If you have 72 rooms spanning 27,000 square feet on several levels designed as a mashup Tudor-Elizabethan mansion, then you can find places to stash your stuff. On Thursday, Jan. 10, The Branch inaugurates a yearlong celebration of its stately presence at Monument and Davis avenues. The house this year turns a full century old.
It’s not known exactly when during 1919 that the contractors dusted themselves off and handed John and Beulah Branch the keys, or if the three kids dashed up and down the staircases to give them a test run. The family’s first stay seems to have started prior to Thanksgiving.
The house, devised in the offices of New York architect John Russell Pope, and with the assistance of frequent Pope collaborator Otto R. Eggers, was intended to meet the needs of the Branch family as a “holiday house.” This was the third of the Branch houses; the others were in upstate New York and Italy. The lengths of the Branches' stays varied, although they tended to return to Richmond from around Thanksgiving to New Year’s, though they seem to have included some Halloweens and Valentine’s Days in there, too.
The Branches — their likenesses, that is — begin a yearlong residency as part of a presentation Jan. 10 at 6:30 p.m. by fashion historian and writer Caroline Rennolds Milbank, “A Grand Tour of the 1880s: Beulah’s Adventures in Art (and Romance).” This is the first of a series of ticketed tours and talks about the numerous threads of stories, from the personal to the architectural, that abound here.

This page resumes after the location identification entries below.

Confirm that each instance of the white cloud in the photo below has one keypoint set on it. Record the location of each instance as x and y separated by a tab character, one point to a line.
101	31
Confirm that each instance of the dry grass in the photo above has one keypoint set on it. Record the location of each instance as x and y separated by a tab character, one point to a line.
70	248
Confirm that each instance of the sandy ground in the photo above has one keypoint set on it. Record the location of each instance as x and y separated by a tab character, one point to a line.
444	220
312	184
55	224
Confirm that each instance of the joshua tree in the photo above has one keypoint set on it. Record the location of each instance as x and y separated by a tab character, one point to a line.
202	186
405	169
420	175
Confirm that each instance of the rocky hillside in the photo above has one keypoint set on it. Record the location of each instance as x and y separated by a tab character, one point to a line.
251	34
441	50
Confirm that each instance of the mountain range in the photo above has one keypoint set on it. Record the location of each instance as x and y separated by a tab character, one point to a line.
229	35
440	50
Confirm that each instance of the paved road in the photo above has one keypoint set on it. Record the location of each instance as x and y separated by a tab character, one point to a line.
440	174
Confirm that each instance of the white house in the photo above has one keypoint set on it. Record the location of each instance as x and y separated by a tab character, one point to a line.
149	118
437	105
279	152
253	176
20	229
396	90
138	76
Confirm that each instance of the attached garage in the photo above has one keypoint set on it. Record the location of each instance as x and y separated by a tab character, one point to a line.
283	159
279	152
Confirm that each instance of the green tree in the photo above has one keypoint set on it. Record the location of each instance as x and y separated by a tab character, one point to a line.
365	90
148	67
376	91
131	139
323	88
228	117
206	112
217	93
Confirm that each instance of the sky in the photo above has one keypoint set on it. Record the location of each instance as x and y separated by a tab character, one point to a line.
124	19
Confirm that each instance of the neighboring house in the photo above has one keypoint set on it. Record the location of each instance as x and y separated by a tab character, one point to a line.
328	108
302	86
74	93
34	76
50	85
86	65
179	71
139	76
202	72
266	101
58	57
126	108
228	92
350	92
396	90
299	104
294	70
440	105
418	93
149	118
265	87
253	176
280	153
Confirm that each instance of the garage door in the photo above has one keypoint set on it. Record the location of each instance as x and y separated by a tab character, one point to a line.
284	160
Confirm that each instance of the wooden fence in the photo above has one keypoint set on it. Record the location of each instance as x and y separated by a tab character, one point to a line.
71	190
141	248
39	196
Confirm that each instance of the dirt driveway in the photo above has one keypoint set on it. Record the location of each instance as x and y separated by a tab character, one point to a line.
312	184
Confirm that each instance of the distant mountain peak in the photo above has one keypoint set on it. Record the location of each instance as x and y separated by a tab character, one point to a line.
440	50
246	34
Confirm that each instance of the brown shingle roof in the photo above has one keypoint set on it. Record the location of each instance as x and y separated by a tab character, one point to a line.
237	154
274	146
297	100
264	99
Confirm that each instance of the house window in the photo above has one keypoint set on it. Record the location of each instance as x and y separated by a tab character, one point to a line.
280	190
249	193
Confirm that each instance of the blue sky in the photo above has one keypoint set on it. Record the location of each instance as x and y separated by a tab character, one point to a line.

Milbank is a descendant of Beulah Gould Branch. Branch as a young woman traveled abroad for the first time. Piecing together from Beulah’s diaries and letters, Milbank has pulled together a narrative of “adventure, danger, a growing passion for art, history and even flirtation.” (The $20 tickets can be purchased here.)
Portraits of Beulah Gould Branch (London, 1924, on loan from the collection of Marjorie Greville) and John Kerr Branch (Paris, 1930, on loan from the collection of Margaret Rennolds Chace) by Philip Alexius de László will be displayed at the Branch house during its centennial. (Images courtesy The Branch Museum of Architecture & Design)
The portraits are the work of Hungarian-British artist Philip de László. The loan of the paintings comes through arrangement from Branch descendants Marjorie Greville and Margaret Chace. This is the first time that the Branch pictures will be shown in public together. Mr. and Mrs. Branch will see you in the library.
“This is an important year, not only for the house, but the Branch family,” says Fletcher. “The first Branch came to Virginia in 1619.” Plans are in progress to host a family reunion this summer on the grounds.
The house, on its acre of land, went up at a historic turning point. The Gilded Age came to an end with the cataclysm of the Great War, which brought with it income tax, but the top-most strata the Branch family occupied continued to prosper. The shake-out of 1929 was in the future, while a national ban of alcohol sales held sway. The parties nonetheless went on. Branch’s sister was supposed to build her own house in the lot next door, what is today parking for First Baptist Church, “but she ended up spending most of her life abroad,” Fletcher explains.
You can learn more about the work of John Russell Pope, the Branch family history and their legacy through the series of five lectures to occur through May.
In addition, at 2 p.m. on three separate Saturdays, Jan. 20 and 26 and Feb. 9, visitors can take an architectural tour of the Branch House. You'll see Beulah's rehabilitated bedroom, but in addition, Fletcher says, “You’ll also able to go into spaces you don’t normally see. Where the three children had their bedrooms, for example.” (Tours are $10 per person.)
Pope believed the Branch house would be the last one on Monument, making it either a heraldic announcement of entry or an exclamation mark at the end of the avenue’s architectural statement. He even devised a brick gate to allow for the entrance of motor cars from Monument.
“No one living has a memory of that section of wall ever swinging open,” Fletcher says, adding, “It’d take a ton of WD-40.”